What was your wife’s response when you decided to start the bean cake business?

Her response was incredibly supportive. At the time, she was caring for our first child, and I felt that starting this business was the best way to provide for them. If I hadn’t started the business back then, my family might have faced hardship. Without my wife’s support, I would have been left without a partner. She has been instrumental in the success of our business, and I am grateful for her dedication.

What are some common misconceptions about operating a food business?

One prevalent misconception is the belief that the food business is primarily for women. However, if you look at major kitchens across the country, you’ll find that many are run by men. Cooking, often seen as a talent when done by men, is a skill that anyone can master.
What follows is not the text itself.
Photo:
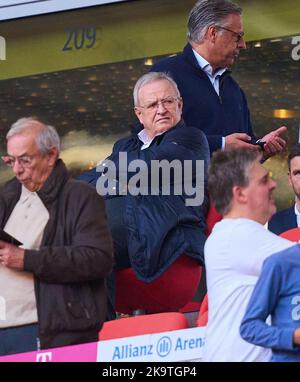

Additionally, maintaining a professional appearance is crucial, even when selling food by the roadside, as it helps attract customers.

How do you manage the demands of your business alongside other responsibilities?

I maintain a clear distinction between business and personal commitments. For instance, I prioritise my religious obligations and refrain from selling bean cakes on Sundays. This helps me strike a balance between work and personal life, ensuring that both aspects receive the attention they deserve.

Have you encountered any competition within your locality?

Certainly, there is competition, but my approach sets me apart, particularly as a young entrepreneur. I differentiate myself through unique packaging, delivery services, and active promotion on social media. Despite having higher prices compared to my competitors, my offerings justify the cost. This ensures that my business doesn’t directly impact theirs, as customers who prioritise affordability can opt for competitors, while those seeking higher quality and premium features choose my products.